The FCC Order Granting Extension of Time said a brief extension of time to file comments is in the public interest, but did not see a justification for such a long extension. The FCC said NTIA had indicated it planned to submit comments and a Technical Appendix in the proceeding by May 28, 2004, and three weeks "should provide ample time for review and analysis of this information." The FCC noted that BPL was already allowed under Part 15 regulations and that the new rules imposed tighter interference requirements. "Thus, delaying this proceeding diminishes the Commission's ability to protect licensed users currently occupying this spectrum, and an extension beyond the three weeks granted herein would needlessly increase regulatory uncertainty about this technology's promise to deliver broadband services to American consumers and Internet and high-speed broadband access to rural and underserved areas."
The ARRL has an article on its web site previewing some of the findings in the NTIA Phase 2 study.
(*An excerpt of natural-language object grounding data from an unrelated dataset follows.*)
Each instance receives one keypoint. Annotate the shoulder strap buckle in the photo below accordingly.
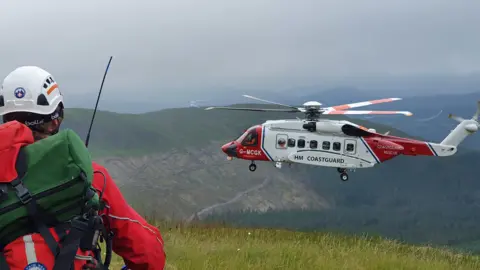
(22, 192)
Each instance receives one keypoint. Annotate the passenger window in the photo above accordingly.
(291, 142)
(301, 143)
(251, 139)
(281, 143)
(350, 147)
(337, 146)
(326, 145)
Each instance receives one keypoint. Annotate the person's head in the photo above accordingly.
(31, 96)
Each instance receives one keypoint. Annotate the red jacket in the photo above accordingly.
(137, 242)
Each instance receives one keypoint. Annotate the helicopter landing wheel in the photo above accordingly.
(344, 176)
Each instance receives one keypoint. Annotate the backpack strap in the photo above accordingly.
(30, 203)
(82, 229)
(3, 262)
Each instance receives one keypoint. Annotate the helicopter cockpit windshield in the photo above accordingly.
(249, 138)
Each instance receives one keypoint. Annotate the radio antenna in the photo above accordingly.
(96, 105)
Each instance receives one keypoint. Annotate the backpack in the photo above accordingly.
(48, 183)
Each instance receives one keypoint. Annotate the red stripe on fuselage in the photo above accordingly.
(387, 147)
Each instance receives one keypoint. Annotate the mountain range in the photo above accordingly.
(173, 159)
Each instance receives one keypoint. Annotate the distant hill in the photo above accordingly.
(173, 159)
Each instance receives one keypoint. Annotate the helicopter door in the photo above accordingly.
(350, 147)
(281, 142)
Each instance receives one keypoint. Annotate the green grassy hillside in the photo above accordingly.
(415, 199)
(227, 248)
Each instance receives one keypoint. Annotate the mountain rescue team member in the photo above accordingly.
(31, 96)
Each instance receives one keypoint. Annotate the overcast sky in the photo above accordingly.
(178, 47)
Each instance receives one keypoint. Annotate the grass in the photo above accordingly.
(233, 248)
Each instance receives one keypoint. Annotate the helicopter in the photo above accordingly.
(339, 144)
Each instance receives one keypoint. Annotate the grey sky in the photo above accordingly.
(179, 47)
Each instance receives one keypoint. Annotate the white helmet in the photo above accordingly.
(29, 89)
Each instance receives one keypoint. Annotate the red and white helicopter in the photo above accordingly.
(334, 143)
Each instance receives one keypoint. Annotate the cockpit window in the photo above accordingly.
(251, 139)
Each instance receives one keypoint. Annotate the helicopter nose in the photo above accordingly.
(230, 149)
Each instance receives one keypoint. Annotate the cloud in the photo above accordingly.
(173, 48)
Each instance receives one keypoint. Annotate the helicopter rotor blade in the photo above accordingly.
(456, 118)
(361, 104)
(477, 113)
(267, 101)
(369, 112)
(253, 109)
The article, NTIA Head Tips Hand on Agency's Additional BPL Findings, noted that "The NTIA predicts that millions of BPL devices can be deployed under the rules the FCC is expected to adopt--probably later this year--before ionospheric propagation and aggregate BPL emissions become an interference issue." The article quoted ARRL CEO David Sumner, K1ZZ, asking, "Does this mean it's okay to go ahead with a bad idea if the problems it causes are sufficiently far in the future?"
You may also want to visit the web sites of the two organizations that requested the extension: The National Antenna Consortium (NAC) and The Amherst Alliance. NAC focuses on communication tower siting and CC&R restrictions on amateur radio antennas as well as BPL. The Amherst Alliance's Web site says "We are current broadcasters, future broadcasters and simply concerned citizens. We stand for the proposition that the airwaves of America should reflect the breadth of American life--not simply the board rooms of less than a dozen megacorporations." The ARRL article FCC Extends BPL Reply Comments Filing Deadline has additional information on the two groups.